Rechtspraak
Gerechtshof 's-Hertogenbosch (Locatie 's-Hertogenbosch), 30 januari 2018
ECLI:NL:GHSHE:2018:326
werknemer/werkgever
Feiten
Werkgever exploiteert een uitzendbureau. De werknemers die hij uitzendt, zijn voornamelijk Poolse werknemers. Werknemer is vanaf 18 juli 2013 bij werkgever in dienst in de functie van fieldmanager voor 40 uren per week. Op de arbeidsovereenkomst is de NBBU-CAO voor vaste medewerkers uitzendondernemingen van toepassing. Werknemer heeft zich op 18 november 2016 ziek gemeld en is, tot op de dag van de mondelinge behandeling in hoger beroep, volledig arbeidsongeschikt. Op 11 mei 2017 heeft werkgever aan werknemer medegedeeld dat hij zijn loondoorbetalingsverplichting tot nader moment opschort. In reactie hierop heeft de gemachtigde van werknemer bij brief van 24 mei 2017 laten weten dat werknemer geen verdiensten elders heeft en dus niet de gevraagde documenten kan overleggen. Verder is werkgever gesommeerd zijn loonbetalingsverplichting na te komen. Werkgever heeft niet aan deze sommatie voldaan. Vanaf 17 mei 2017 heeft hij geen loon meer betaald aan werknemer. In de onderhavige procedure heeft werknemer kort samengevat loondoorbetaling gevorderd. In het bestreden vonnis heeft de kantonrechter de vorderingen afgewezen. Naar het oordeel van de kantonrechter behoeft de werkgever geen genoegen te nemen met informatie waarvan hij in redelijkheid mag vermoeden dat die onvoldoende is.
Oordeel
Uitgangspunt voor de beoordeling is de hoofdregel, weergegeven in artikel 7:629 lid 1 BW. Werkgever beroept zich op een opschortingsrecht. Hij stelt in hoger beroep dat hij ingevolge lid 5 van artikel 7:629 BW gelden die de werknemer tijdens ziekte ontvangt, in mindering mag brengen op het aan de werknemer uit te betalen loon. Werkgever heeft aangevoerd dat werknemer als Amway Business Owner inkomsten genereert en een onderneming exploiteert die bij de Poolse Kamer van Koophandel is ingeschreven. Naar het voorlopige oordeel van het hof heeft werkgever niet aannemelijk gemaakt dat werknemer tijdens zijn ziekteperiode inkomsten heeft genoten voor werkzaamheden die hij heeft verricht gedurende de tijd dat hij, zo hij daartoe niet verhinderd was geweest, de bedongen arbeid had kunnen verrichten (art. 7:629 lid 5 BW).
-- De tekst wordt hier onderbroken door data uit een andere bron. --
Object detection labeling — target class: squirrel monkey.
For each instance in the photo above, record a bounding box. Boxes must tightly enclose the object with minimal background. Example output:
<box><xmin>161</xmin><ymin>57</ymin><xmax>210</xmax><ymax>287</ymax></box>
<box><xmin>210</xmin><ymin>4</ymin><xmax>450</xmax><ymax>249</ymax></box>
De stellingen die werkgever aangaande de neveninkomsten inneemt, zijn niet in het bijzonder gericht op de periode van ziekte van werknemer, maar zien eveneens op de periode waarin werknemer voltijds voor werkgever werkzaamheden verrichtte. Dit duidt erop dat, als werknemer al nevenwerkzaamheden zou verrichten, hij dit naast zijn werk voor werkgever heeft gedaan. Als hij daaruit inkomsten zou hebben gegenereerd, is dat geen reden om deze tijdens ziekte op het loon in mindering te brengen. Iets anders is de in artikel 7:625 lid 6 BW aan de werkgever verleende opschortingsbevoegdheid voor die situaties waarin de werknemer zich niet houdt aan door de werkgever schriftelijk gegeven redelijke voorschriften omtrent het verstrekken van de inlichtingen die de werkgever behoeft om het recht op loon vast te stellen. De door werkgever daartoe ingenomen stellingen zijn gemotiveerd door werknemer betwist en voor bewijslevering is in het kader van deze kortgedingprocedure geen plaats. Werkgever heeft dus naar het voorlopig oordeel van het hof ten onrechte zijn loonbetalingsverplichtingen opgeschort. De grieven slagen. Het hof ziet geen reden om de gevorderde wettelijke verhoging te matigen, de wettelijke rente is eveneens als verder onbetwist, toewijsbaar.